I'm looking for an efficient way to compare files in two directories because I suspect I have duplicates. I know there are hundreds of files involved, and I'm aware that some files exist in one directory but not the other. What I need is a method to quickly compare the file names and sizes, and then get a list of files that have the same name but different sizes, plus any files that are in one directory but missing from the other. What tools or commands can help me with this?
5 Answers
I’ve had good success using checksums for comparison. I have a script with relevant bits which I can share later if no one else does first.
You could also try something like this: `diff <(cd dir1; du -s * | sort -n ) <(cd dir2; du -s * | sort -n )`. It's a neat trick that helps compare sizes directly!
You might want to try using the command `rsync -avn /dir1 /dir2`. Just make sure to include the `-n` option so it doesn’t actually move any files. Also, if you're looking for a checksum comparison, you can add `-c` to check based on file contents.
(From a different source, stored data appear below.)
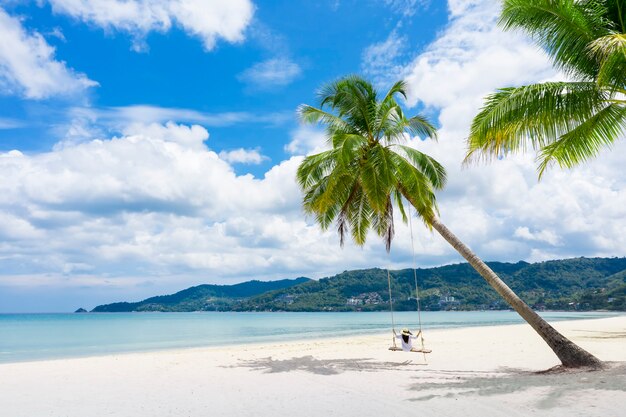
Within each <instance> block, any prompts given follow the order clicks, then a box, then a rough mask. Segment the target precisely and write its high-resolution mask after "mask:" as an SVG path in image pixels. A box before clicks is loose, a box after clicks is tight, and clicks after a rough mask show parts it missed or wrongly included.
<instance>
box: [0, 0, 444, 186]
mask: <svg viewBox="0 0 626 417" xmlns="http://www.w3.org/2000/svg"><path fill="white" fill-rule="evenodd" d="M60 3H62V2H60ZM53 5H54V4H49V3H46V2H43V3H42V4H38V3H37V2H9V3H8V4H7V6H5V10H6V11H7V12H8V13H10V14H11V15H12V16H14V17H19V18H20V19H22V20H21V23H22V25H23V27H24V28H25V29H26V30H28V31H37V32H39V33H41V34H42V35H43V36H44V38H45V39H46V41H47V42H48V44H49V45H50V46H52V47H54V48H55V58H56V60H58V61H63V62H65V63H66V65H67V66H68V67H70V68H72V69H73V70H74V71H76V72H78V73H82V74H85V75H86V76H87V77H88V78H89V79H90V80H93V81H94V82H96V83H97V84H98V85H97V86H94V87H92V88H88V89H86V91H84V92H83V94H81V96H80V97H76V96H73V97H54V96H53V97H47V98H45V99H41V100H34V101H33V100H24V99H23V97H20V96H19V95H17V96H16V95H5V96H2V97H1V98H0V100H1V101H0V104H1V105H2V108H3V117H5V118H9V119H11V120H13V121H14V122H15V123H16V124H19V125H20V126H21V127H20V128H16V129H4V130H0V150H2V151H9V150H11V149H14V148H18V149H20V150H22V151H27V152H28V151H43V150H49V149H51V148H52V147H53V146H54V144H55V143H57V142H58V141H59V140H62V139H64V138H66V136H67V128H66V126H64V124H70V123H71V122H72V119H73V118H75V117H76V116H75V112H76V107H80V108H87V109H95V110H96V111H99V110H105V111H106V110H107V109H111V108H127V107H129V106H153V107H158V108H166V109H178V110H193V111H195V112H199V113H203V114H206V115H210V116H212V118H214V119H215V120H214V121H213V122H212V123H206V122H205V123H204V125H205V126H207V127H210V128H211V129H210V135H211V139H210V144H211V148H212V149H214V150H216V151H222V150H226V151H228V150H232V149H237V148H241V147H243V148H249V149H259V150H260V151H261V152H262V153H263V155H264V156H266V159H264V161H263V162H262V163H261V164H257V165H252V166H251V165H247V166H242V165H239V166H236V169H237V170H238V172H244V171H249V172H252V173H253V174H255V175H262V174H263V173H264V172H265V170H267V169H268V168H269V167H271V165H272V163H275V162H276V161H280V160H282V159H284V158H285V157H287V156H288V155H287V154H286V152H285V150H284V144H285V143H287V142H288V141H289V138H290V136H289V135H290V131H292V130H294V129H295V128H296V127H297V121H296V118H295V109H296V107H297V106H298V105H299V104H301V103H310V102H312V101H313V100H314V92H315V90H316V89H317V88H318V87H319V86H320V85H321V84H322V83H324V82H327V81H329V80H333V79H335V78H337V77H340V76H342V75H345V74H348V73H358V72H362V70H363V61H364V51H366V49H367V48H368V47H369V46H370V45H373V44H376V43H378V42H382V41H385V40H386V39H387V37H388V36H389V34H390V33H391V32H394V33H396V34H397V35H398V36H402V37H404V39H405V41H406V44H407V45H406V50H405V51H402V53H403V54H406V55H407V57H408V56H409V55H410V54H412V53H413V54H414V53H415V51H416V50H419V48H420V47H423V46H424V45H426V44H427V43H428V42H429V41H431V40H432V39H433V38H434V37H435V35H436V33H437V29H438V28H439V27H441V25H443V24H445V22H446V21H447V8H446V6H445V4H444V3H441V2H434V3H430V4H426V3H424V4H422V3H418V2H410V1H408V2H402V1H400V2H398V1H394V2H378V1H374V0H371V1H335V0H331V1H321V2H292V1H265V2H263V1H261V2H255V3H254V4H253V6H252V7H253V8H254V15H253V17H252V19H251V20H250V21H249V22H248V23H247V25H246V26H245V28H244V29H243V32H242V33H243V35H244V40H242V41H240V42H236V43H230V42H228V41H226V40H224V39H221V40H217V42H216V45H215V46H214V47H213V49H211V50H207V49H206V48H205V47H203V42H202V39H201V38H199V37H198V36H193V35H191V36H190V34H189V33H187V32H186V31H185V30H184V28H181V27H178V26H176V25H174V26H173V27H172V28H171V29H169V30H168V31H166V32H162V31H158V30H152V31H149V32H148V33H142V34H138V32H137V31H136V30H135V31H126V30H120V29H111V28H102V27H101V26H99V25H95V24H93V23H90V22H86V23H85V22H81V21H80V20H77V18H76V17H74V16H72V15H68V14H67V13H63V12H59V11H58V10H57V9H55V8H53ZM55 11H56V12H55ZM138 38H140V39H139V40H138ZM137 42H139V43H141V49H142V50H141V51H139V52H136V51H135V50H133V48H134V45H135V44H136V43H137ZM409 45H410V46H411V47H412V48H409ZM268 63H269V66H266V67H264V66H263V65H264V64H268ZM272 63H274V64H275V65H273V64H272ZM290 66H291V67H290ZM263 68H265V71H266V72H265V73H264V72H263V71H262V70H263ZM290 68H291V69H290ZM255 69H257V71H256V72H255ZM274 77H277V78H274ZM225 113H237V114H243V113H245V114H248V115H249V116H248V117H242V118H240V120H238V121H234V120H229V119H228V118H226V117H222V116H221V115H223V114H225ZM118 117H121V116H120V115H117V117H116V116H113V115H111V116H110V118H112V119H113V120H99V121H97V122H96V124H97V126H94V127H98V128H99V129H100V130H102V133H103V134H105V135H106V134H117V133H119V131H116V129H118V128H119V126H115V124H116V123H117V122H119V120H117V118H118ZM159 121H161V120H159ZM176 121H178V122H194V121H196V120H194V119H193V118H191V117H190V118H188V119H185V117H179V118H178V119H177V120H176ZM105 122H107V123H105ZM101 124H104V126H102V125H101Z"/></svg>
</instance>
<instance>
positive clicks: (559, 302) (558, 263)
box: [93, 258, 626, 311]
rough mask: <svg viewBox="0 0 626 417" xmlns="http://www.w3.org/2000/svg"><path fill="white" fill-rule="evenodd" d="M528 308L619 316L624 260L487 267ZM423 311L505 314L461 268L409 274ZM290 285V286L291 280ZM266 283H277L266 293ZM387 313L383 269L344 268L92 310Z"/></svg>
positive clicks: (410, 286) (393, 278) (477, 284)
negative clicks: (516, 293) (418, 290)
mask: <svg viewBox="0 0 626 417" xmlns="http://www.w3.org/2000/svg"><path fill="white" fill-rule="evenodd" d="M488 264H489V266H490V267H491V268H492V269H493V270H494V271H495V272H496V273H497V274H498V275H499V276H500V277H501V278H502V279H503V280H504V281H505V282H506V283H507V284H508V285H509V286H510V287H511V288H512V289H513V290H514V291H515V292H516V293H517V294H518V295H519V296H520V297H521V298H522V299H524V300H525V301H526V302H527V303H529V304H530V305H531V306H532V307H533V308H535V309H539V310H542V309H550V310H597V309H606V310H616V311H626V258H575V259H565V260H555V261H547V262H540V263H533V264H531V263H527V262H518V263H504V262H489V263H488ZM416 272H417V279H418V283H419V287H420V300H421V305H422V308H423V309H424V310H478V309H480V310H485V309H507V308H508V306H507V305H506V304H505V303H504V301H502V299H501V298H500V297H499V296H498V295H497V294H496V292H495V291H494V290H493V289H491V287H489V286H488V285H487V283H485V281H484V280H483V279H482V278H481V277H480V276H479V275H478V274H477V273H476V272H475V271H474V270H473V269H472V267H470V266H469V265H468V264H467V263H462V264H455V265H446V266H441V267H436V268H425V269H423V268H420V269H417V271H416ZM390 273H391V279H392V297H393V302H394V309H395V310H414V309H415V306H416V300H415V285H414V278H413V270H412V269H403V270H398V271H391V272H390ZM296 281H297V282H296ZM272 284H276V285H277V286H276V287H274V288H272ZM387 309H389V295H388V287H387V271H386V270H383V269H378V268H373V269H364V270H357V271H344V272H343V273H341V274H337V275H335V276H333V277H329V278H323V279H320V280H309V279H307V278H299V279H298V280H283V281H275V282H273V283H270V282H259V281H251V282H246V283H242V284H237V285H233V286H217V285H200V286H198V287H192V288H189V289H187V290H183V291H181V292H179V293H176V294H173V295H169V296H161V297H153V298H149V299H147V300H144V301H142V302H140V303H115V304H108V305H105V306H98V307H96V308H95V309H94V310H93V311H197V310H231V311H377V310H387Z"/></svg>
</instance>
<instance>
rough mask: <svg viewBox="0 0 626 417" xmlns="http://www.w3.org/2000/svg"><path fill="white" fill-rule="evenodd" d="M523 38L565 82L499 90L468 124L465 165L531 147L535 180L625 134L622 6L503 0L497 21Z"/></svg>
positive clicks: (578, 158) (515, 87)
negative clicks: (537, 48) (536, 169)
Another approach could be using a command like `find -exec md5sum | sort | uniq -c`. Plus, tools like `fdupes` and `jdupes` are fantastic for large directories; I prefer `jdupes` for its speed!
Another great option is `diff -rq /dir1 /dir2`. It's pretty straightforward and can give you a quick comparison. Depending on your needs, you might want to measure the speed of this against `rsync`, as they can produce slightly different outputs.
I had no idea `diff` could do all that! I'm so glad I found this out after all these years. It definitely saves the hassle of scripting.
Looks like I’m not the only one who didn’t know about this command—very helpful!

I love `jdupes` too! It’s saved me so much time in searching for duplicates in my large libraries.